How was your holiday? A simple enough question. Harmless it would seem.
And while my holiday was lovely and the kids were so excited, the question is not harmless and I dread it.
Every mom wants Christmas to be perfect; wants everyone to remember the magic of it all. But knowing this could be the last Christmas put so much more pressure on me. I wanted everything to be a memory--wonderful images that will stick for eternity.
Alas, somethings just aren't meant to be . . .
Every morning, the Dancing Queen awakes with sobs. Every day, no matter how easy we take it, her eyes have deep, dark circles. Each moment, we are closing in on one year gone.
Last year at this time, we were freaking out about the potential for another surgery. This year, I would give anything for a life-extending surgery.
How is it possible that I love her more every day? Haven't I loved her with all of my heart for as long as she's been with me?
And TRex, he grows to be such a good boy, yet there is a sadness about him as well. I can't stop any of it. How can I not stop any of it!

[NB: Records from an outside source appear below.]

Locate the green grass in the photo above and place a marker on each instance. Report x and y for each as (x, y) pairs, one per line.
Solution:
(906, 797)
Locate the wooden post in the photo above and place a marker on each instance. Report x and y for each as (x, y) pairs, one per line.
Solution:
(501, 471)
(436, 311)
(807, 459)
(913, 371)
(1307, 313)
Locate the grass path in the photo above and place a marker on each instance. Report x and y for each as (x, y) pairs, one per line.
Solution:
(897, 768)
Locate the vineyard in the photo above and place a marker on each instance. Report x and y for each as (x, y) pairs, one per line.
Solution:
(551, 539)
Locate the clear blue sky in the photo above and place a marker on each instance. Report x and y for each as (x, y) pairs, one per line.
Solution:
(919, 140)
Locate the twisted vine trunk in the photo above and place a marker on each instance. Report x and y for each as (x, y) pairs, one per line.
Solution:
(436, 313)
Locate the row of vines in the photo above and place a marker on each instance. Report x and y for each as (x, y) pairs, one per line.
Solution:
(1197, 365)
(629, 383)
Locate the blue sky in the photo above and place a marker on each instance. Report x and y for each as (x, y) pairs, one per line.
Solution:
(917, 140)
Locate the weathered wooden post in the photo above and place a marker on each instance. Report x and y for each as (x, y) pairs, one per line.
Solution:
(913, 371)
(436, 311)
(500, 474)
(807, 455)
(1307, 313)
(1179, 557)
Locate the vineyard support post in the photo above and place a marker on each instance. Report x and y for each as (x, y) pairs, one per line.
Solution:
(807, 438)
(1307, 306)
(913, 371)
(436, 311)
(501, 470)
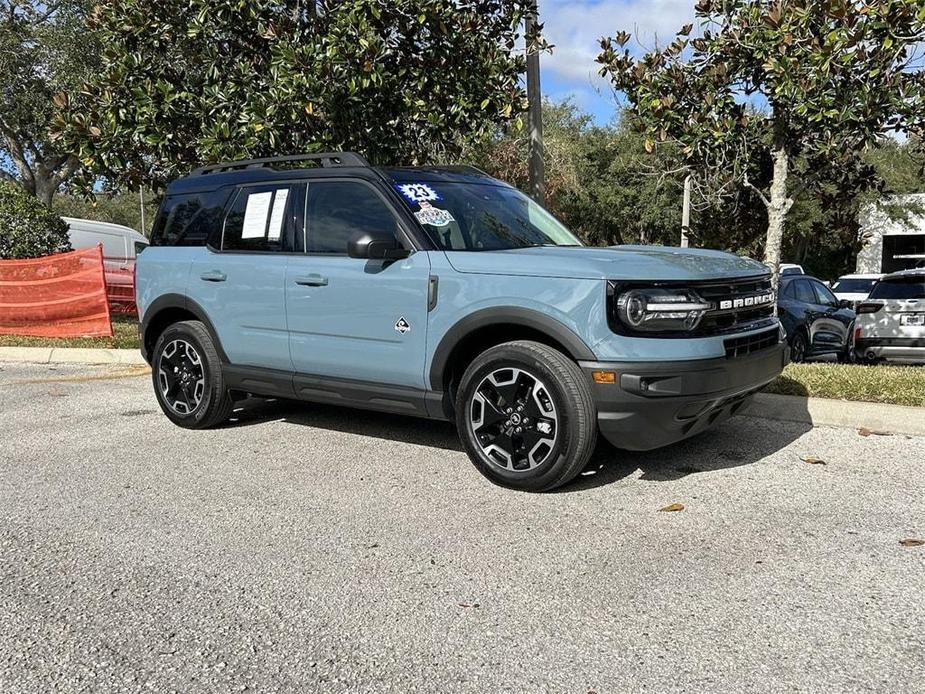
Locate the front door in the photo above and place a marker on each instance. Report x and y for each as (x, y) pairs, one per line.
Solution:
(242, 283)
(362, 320)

The Dancing Queen has begun to fight me with taking her medications. And the other day, she insisted that one day without them would do no harm. I tried to explain how very important it is to take her medications as prescribed; how they keep her alive. Her response will likely haunt me for a very long time: "But, Mommy, I have to die someday." She looked small as she said it, sitting across from me at the breakfast table. She wasn't in her booster and she was just so small, yet so wise. "But, Mommy, I have to die someday." Baby, we want you to stay around as long as possible. I almost begged her to take the meds, panic about to take over, when she simply picked them up and downed them.